Nynaeve eut un soupir exaspéré, mais elle n’insista pas.

— Vous ne m’avez toujours pas dit, Aes Sedai, pourquoi je devrais passer outre l’interdiction des Anciens. (Loial fit la grimace.) De toute façon, je n’ai aucune envie d’emprunter les Chemins. Les routes des hommes sont boueuses, certes, mais elles ne m’ont jamais trahi depuis que j’ai quitté le Sanctuaire Shangtai.

— L’humanité, les Ogiers et toutes les créatures vivantes sont en guerre contre le Ténébreux, déclara Moiraine. Pour le moment, bien peu de gens le savent, et les rares qui sont informés s’engagent dans des escarmouches qu’ils prennent pour de grandes batailles. Même si le monde refuse d’y croire, le Ténébreux n’est peut-être pas très loin de l’emporter. Dans l’Œil du Monde, il y a assez de pouvoir pour détruire sa prison. S’il a trouvé un moyen de l’utiliser à son avantage…

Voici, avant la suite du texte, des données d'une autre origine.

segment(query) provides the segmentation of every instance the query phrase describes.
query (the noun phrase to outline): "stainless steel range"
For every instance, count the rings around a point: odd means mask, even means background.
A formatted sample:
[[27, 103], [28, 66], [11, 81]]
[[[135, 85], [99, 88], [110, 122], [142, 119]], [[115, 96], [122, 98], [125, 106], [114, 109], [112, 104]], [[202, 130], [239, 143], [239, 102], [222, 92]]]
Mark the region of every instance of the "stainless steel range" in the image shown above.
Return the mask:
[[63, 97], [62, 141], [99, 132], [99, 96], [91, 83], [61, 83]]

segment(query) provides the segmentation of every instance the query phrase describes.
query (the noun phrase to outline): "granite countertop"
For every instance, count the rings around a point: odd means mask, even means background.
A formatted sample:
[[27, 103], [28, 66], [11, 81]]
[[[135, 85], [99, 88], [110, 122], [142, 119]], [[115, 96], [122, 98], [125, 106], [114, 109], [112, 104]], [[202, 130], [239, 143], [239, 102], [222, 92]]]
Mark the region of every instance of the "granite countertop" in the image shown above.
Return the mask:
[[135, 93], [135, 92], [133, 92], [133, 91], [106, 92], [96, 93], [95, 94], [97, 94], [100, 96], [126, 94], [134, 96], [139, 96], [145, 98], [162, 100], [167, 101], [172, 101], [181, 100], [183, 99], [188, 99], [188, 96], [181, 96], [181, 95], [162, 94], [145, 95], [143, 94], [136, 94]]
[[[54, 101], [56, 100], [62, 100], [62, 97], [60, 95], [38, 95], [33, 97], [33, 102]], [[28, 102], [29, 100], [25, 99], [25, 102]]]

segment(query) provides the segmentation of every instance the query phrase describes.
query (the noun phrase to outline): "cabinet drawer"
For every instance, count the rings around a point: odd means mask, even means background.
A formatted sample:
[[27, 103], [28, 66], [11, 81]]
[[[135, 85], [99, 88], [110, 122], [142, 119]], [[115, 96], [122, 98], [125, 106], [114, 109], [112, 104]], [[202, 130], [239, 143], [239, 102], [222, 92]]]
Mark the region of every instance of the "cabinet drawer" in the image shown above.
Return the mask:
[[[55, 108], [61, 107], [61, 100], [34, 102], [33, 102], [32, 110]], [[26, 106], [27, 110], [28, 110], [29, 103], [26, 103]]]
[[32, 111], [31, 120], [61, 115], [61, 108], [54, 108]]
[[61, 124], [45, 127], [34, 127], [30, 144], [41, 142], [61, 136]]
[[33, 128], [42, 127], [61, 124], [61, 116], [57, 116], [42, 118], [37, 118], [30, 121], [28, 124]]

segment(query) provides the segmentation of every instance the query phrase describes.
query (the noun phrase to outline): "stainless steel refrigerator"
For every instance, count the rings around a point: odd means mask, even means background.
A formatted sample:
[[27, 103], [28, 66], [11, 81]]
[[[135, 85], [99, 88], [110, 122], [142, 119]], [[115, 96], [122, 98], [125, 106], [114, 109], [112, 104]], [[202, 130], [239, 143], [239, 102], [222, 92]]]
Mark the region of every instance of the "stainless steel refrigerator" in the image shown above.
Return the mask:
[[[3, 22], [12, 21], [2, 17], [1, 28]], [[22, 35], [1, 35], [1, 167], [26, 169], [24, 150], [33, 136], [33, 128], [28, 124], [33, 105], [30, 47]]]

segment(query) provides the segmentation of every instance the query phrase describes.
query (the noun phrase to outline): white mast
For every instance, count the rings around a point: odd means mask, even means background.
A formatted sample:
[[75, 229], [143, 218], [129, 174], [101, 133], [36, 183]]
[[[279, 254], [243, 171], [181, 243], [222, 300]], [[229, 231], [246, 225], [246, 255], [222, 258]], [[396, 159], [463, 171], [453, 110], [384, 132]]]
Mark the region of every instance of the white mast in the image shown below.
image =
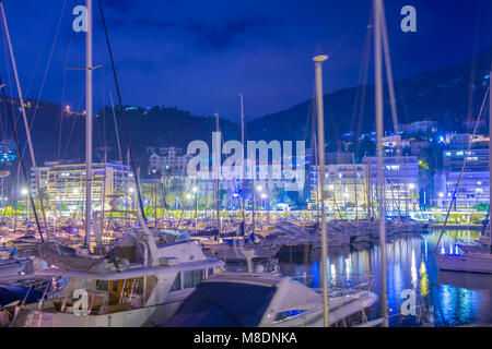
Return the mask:
[[[40, 194], [39, 171], [37, 170], [36, 158], [34, 157], [33, 141], [31, 139], [31, 128], [30, 128], [30, 124], [27, 122], [27, 116], [26, 116], [26, 112], [25, 112], [24, 97], [22, 96], [21, 82], [19, 80], [17, 65], [15, 63], [15, 56], [14, 56], [13, 48], [12, 48], [12, 41], [10, 39], [9, 26], [7, 25], [7, 15], [5, 15], [5, 11], [3, 9], [3, 2], [1, 0], [0, 0], [0, 9], [1, 9], [1, 12], [2, 12], [3, 28], [5, 31], [7, 43], [9, 44], [9, 53], [10, 53], [10, 59], [12, 60], [12, 69], [13, 69], [14, 77], [15, 77], [15, 85], [17, 87], [19, 103], [21, 105], [22, 119], [24, 121], [24, 128], [25, 128], [25, 133], [26, 133], [26, 139], [27, 139], [27, 145], [30, 147], [31, 163], [32, 163], [32, 167], [34, 169], [34, 178], [36, 180], [37, 195], [39, 196], [39, 205], [40, 205], [42, 214], [43, 214], [43, 222], [44, 222], [44, 225], [46, 227], [46, 238], [49, 240], [48, 225], [46, 222], [46, 215], [45, 215], [45, 207], [44, 207], [44, 203], [43, 203], [43, 196]], [[26, 185], [28, 185], [28, 183], [26, 183]], [[33, 209], [34, 209], [34, 207], [33, 207]], [[43, 236], [42, 236], [42, 240], [43, 240]]]
[[241, 144], [243, 145], [243, 225], [245, 225], [245, 218], [244, 218], [244, 194], [245, 194], [245, 189], [244, 189], [244, 180], [246, 177], [246, 166], [245, 166], [245, 152], [244, 152], [244, 100], [243, 100], [243, 94], [239, 94], [239, 99], [241, 99]]
[[382, 265], [382, 305], [384, 326], [388, 327], [388, 300], [386, 281], [386, 217], [385, 188], [383, 176], [383, 57], [382, 57], [382, 14], [383, 0], [374, 0], [374, 71], [375, 71], [375, 105], [376, 105], [376, 135], [377, 135], [377, 181], [379, 185], [379, 249]]
[[492, 160], [492, 58], [489, 73], [489, 250], [492, 253], [492, 226], [490, 225], [492, 218], [492, 168], [490, 161]]
[[[216, 142], [219, 146], [221, 146], [221, 137], [219, 136], [220, 125], [219, 125], [219, 113], [215, 112], [215, 130], [216, 130]], [[220, 148], [220, 147], [219, 147]], [[216, 171], [216, 180], [215, 180], [215, 210], [216, 210], [216, 231], [218, 237], [221, 236], [221, 201], [220, 201], [220, 185], [221, 185], [221, 152], [216, 155], [215, 159], [215, 171]]]
[[325, 327], [330, 325], [328, 303], [328, 266], [326, 263], [328, 241], [326, 239], [325, 225], [325, 116], [323, 107], [323, 68], [321, 64], [328, 59], [328, 56], [316, 56], [313, 58], [316, 70], [316, 105], [318, 109], [318, 149], [319, 149], [319, 188], [321, 200], [321, 287], [323, 287], [323, 318]]
[[87, 32], [85, 34], [85, 240], [91, 243], [92, 204], [92, 0], [85, 0], [87, 8]]

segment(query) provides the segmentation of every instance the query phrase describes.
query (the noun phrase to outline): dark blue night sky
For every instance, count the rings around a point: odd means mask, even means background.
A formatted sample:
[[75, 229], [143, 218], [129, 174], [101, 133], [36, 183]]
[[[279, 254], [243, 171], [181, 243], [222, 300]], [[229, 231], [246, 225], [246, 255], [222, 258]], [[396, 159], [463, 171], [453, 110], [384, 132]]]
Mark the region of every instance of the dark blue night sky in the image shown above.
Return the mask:
[[[83, 109], [84, 73], [66, 71], [63, 89], [63, 70], [84, 64], [84, 36], [71, 28], [72, 9], [84, 1], [3, 2], [25, 95]], [[396, 79], [466, 61], [492, 45], [490, 0], [385, 2]], [[202, 116], [218, 111], [234, 120], [239, 93], [248, 119], [312, 98], [316, 53], [331, 56], [325, 92], [356, 85], [371, 12], [370, 0], [103, 3], [125, 104], [177, 106]], [[418, 33], [400, 31], [407, 4], [417, 8]], [[95, 72], [98, 109], [109, 104], [114, 85], [97, 12], [94, 25], [94, 63], [105, 64]], [[1, 45], [1, 72], [9, 81], [3, 34]]]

Rand regretta que toutes les lampes soient éteintes. Avec le crépuscule, le feu ne fournissait pas assez de lumière, et il détestait qu’il y ait des ombres dans la salle.

— Que pouvons-nous faire ? s’exclama-t-il. Pourquoi sommes-nous si importants ? Et pour quelle raison devrions-nous aller dans la Flétrissure ?

Si Moiraine n’éleva pas la voix, ses propos parurent quand même emplir la pièce. Son fauteuil, pourtant très simple, ressembla soudain à un trône. En la présence de l’Aes Sedai, telle qu’elle se montrait désormais, même Morgase aurait perdu de son rayonnement.

— Que faire ? Eh bien, essayer ! Lutter… Ce qui paraît le fruit du hasard est souvent celui de la Trame. Trois fils se sont réunis, chacun nous avertissant que l’Œil est en danger. Ce n’est pas une coïncidence, mais l’œuvre de la Trame.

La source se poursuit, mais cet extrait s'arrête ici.